I for one am very intrigued by this take on the mutant cause within the Marvel universe. I don't think Havok is being disrespectful or flippant or uncaring. I think he is pointing out that no matter what we look like, no matter our strengths or weakness, no matter what cool things we might be able to do that someone else cannot...we are all human beings. I think that that belief is a train of thought that can be admired within a super-hero role-model world.
Tuesday, April 02, 2013
I have totally accepted and embraced our cinematic digital over-lords. There are still some fans of the cinema who fear the change, some who have even gone to the extent to threaten to never return to a theatre unless it is screening a 35mm film. It's not that I don't understand the concern that some have about changing technology, I can identify with the romantic aspects and age old tradition of film spooling through a projector. I have a film strip filled with some of my favourite things tattooed on my arm.
At this point though, complaining about digital cinema presentation is a lost cause. It's not even a battle worth fighting or worrying about, film is pretty much extinct. If you want to watch movies, those movies are almost all being shot via non-35mm means, and are being projected via a non-35mm system. If I read a comic book on a tablet instead of off of paper is it not a comic? If I listen to my favourite band on an MP3 player instead of a record player are they not still songs? If I watch a movie on VHS or DVD or Blu Ray or 35mm or digital projection...it's all still watching a movie.

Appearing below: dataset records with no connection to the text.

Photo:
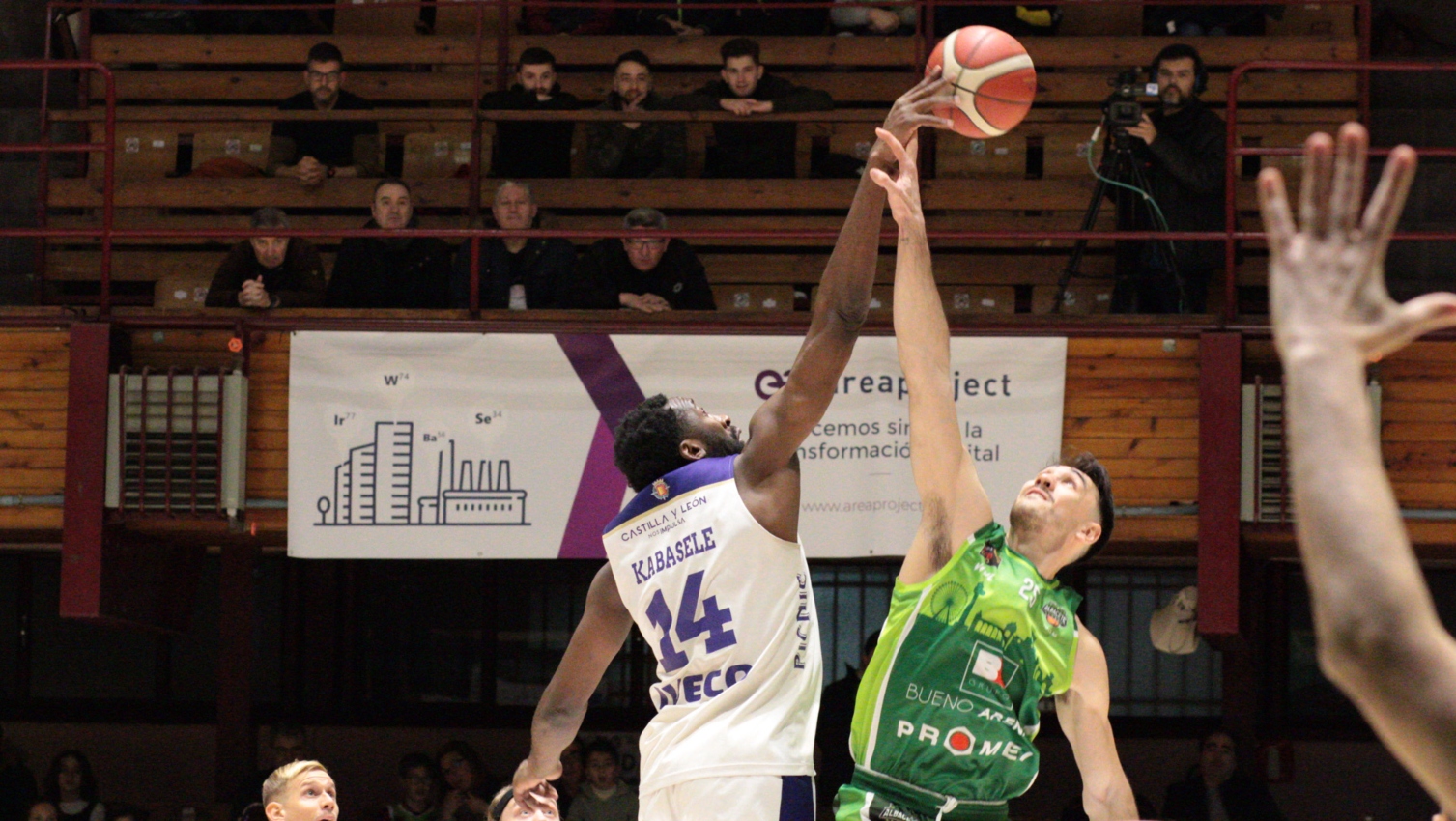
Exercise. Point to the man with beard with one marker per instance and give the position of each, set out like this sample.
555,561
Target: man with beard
1183,146
979,629
706,562
635,149
315,150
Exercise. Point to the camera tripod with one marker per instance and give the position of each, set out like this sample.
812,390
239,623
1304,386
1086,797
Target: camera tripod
1119,175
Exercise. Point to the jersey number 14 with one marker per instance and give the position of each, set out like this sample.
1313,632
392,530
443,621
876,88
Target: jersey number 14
689,626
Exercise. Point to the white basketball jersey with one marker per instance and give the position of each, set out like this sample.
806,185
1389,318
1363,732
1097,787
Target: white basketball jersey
728,610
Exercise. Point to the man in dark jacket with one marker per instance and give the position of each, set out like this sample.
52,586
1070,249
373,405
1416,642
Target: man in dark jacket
752,149
635,149
1216,791
530,149
1183,147
519,272
264,272
405,272
646,274
315,150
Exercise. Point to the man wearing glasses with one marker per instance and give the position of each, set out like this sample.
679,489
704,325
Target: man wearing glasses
315,150
648,274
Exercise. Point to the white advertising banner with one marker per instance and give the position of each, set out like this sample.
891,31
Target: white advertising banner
454,445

Not only is digital projection still watching a movie, it's watching a movie in such high quality that most viewers would have no idea of the difference. If fact, considering how poorly prints have been treated over the years, you are more likely to an enjoyable unhindered movie watching experience via digital than a poor ole' beat up film print. Recently at the Mayfair we've had movies like Duck Soup, Abbot & Costello Meet Frankenstein and Jason and the Argonauts...all were digital and all were gloriously pristine in their presentations. There is unfortunately absolutely no way that such could be said for film presentations...more so, there are no film prints in existence for us to screen of these classics.

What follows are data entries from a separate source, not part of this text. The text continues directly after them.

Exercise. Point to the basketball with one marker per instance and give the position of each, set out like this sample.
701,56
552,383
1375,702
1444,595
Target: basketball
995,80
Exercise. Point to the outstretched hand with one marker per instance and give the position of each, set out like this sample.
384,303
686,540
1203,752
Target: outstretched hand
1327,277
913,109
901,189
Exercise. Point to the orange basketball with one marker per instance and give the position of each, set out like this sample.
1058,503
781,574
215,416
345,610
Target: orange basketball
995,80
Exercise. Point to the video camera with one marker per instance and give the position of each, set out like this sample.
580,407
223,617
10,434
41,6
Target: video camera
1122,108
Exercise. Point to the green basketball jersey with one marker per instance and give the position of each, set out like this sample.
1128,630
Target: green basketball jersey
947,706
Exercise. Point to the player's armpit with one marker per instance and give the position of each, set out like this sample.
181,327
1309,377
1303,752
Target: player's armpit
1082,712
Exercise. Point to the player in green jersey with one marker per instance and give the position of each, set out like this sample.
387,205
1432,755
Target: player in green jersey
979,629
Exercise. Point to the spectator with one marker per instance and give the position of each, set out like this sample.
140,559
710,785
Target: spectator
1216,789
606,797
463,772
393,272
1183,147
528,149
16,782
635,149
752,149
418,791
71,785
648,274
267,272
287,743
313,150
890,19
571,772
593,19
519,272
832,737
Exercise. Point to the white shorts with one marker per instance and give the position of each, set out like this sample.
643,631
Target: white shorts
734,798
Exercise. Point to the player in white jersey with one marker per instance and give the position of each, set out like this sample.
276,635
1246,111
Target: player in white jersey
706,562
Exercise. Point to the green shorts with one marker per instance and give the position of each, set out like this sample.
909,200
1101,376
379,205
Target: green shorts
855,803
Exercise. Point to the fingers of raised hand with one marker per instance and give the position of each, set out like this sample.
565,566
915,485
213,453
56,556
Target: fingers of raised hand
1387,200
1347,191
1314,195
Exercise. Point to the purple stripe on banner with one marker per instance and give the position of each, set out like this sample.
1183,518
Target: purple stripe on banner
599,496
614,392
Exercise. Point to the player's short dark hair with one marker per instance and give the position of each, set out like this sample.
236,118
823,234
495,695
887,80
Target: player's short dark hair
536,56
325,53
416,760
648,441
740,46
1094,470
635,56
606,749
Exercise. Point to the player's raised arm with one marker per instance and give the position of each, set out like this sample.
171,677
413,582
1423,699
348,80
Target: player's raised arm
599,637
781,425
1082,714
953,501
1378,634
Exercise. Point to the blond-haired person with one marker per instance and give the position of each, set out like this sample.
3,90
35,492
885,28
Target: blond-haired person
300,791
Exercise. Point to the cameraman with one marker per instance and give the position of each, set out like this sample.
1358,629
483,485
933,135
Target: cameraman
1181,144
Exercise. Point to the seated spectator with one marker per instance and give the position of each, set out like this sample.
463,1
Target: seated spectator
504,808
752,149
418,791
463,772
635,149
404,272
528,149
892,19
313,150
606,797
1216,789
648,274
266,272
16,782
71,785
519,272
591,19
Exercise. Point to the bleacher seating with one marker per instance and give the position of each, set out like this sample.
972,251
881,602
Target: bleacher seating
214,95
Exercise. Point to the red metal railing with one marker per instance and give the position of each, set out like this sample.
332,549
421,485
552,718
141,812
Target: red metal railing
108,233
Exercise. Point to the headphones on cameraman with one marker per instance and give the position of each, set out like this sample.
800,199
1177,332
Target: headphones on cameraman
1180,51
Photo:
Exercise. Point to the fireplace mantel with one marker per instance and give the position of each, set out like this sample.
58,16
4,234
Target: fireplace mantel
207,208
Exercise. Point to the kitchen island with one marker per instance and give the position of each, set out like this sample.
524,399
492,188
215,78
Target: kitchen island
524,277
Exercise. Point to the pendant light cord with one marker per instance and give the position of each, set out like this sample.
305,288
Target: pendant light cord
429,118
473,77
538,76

Anyhow...I watched a very well put together documentary on the subject titled Side by Side. It is hosted by Keanu Reeves, and it is super evident that Keanu loves the 35mm film. It is a very even and interesting account on the past, present and future of movie production and distribution. Interview subjects include filmmakers such as Martin Scorsese, George Lucas, Danny Boyle, David Lynch and a whole bunch more. Side by Side is on the Netflix for your at home movie watching enjoyment.
What I think it all comes down to is that there should be more concern about whether the movie is good or not, instead of what kind of camera it was shot on and what the projector looks like. Does it look good up on the screen? Yes? Great. Then don't fret about whether it's projected via celluloid magic or digital magic, just sit back and eat your popcorn, drink your Coke, and enjoy the over-all movie magic.
Monday, April 01, 2013
Wait...is Easter the day we celebrate Jesus defeating the Easter Bunny or the Easter Bunny defeating Jesus? I'm not sure how that all played out in historical texts. I commemorate the mighty battle today by eating Batman logo and Darth Vader helmet shaped chocolates that the Bunny left me in celebration of his victory, or as penance for his embarrassing defeat. As long as I get some chocolate, I will support either side.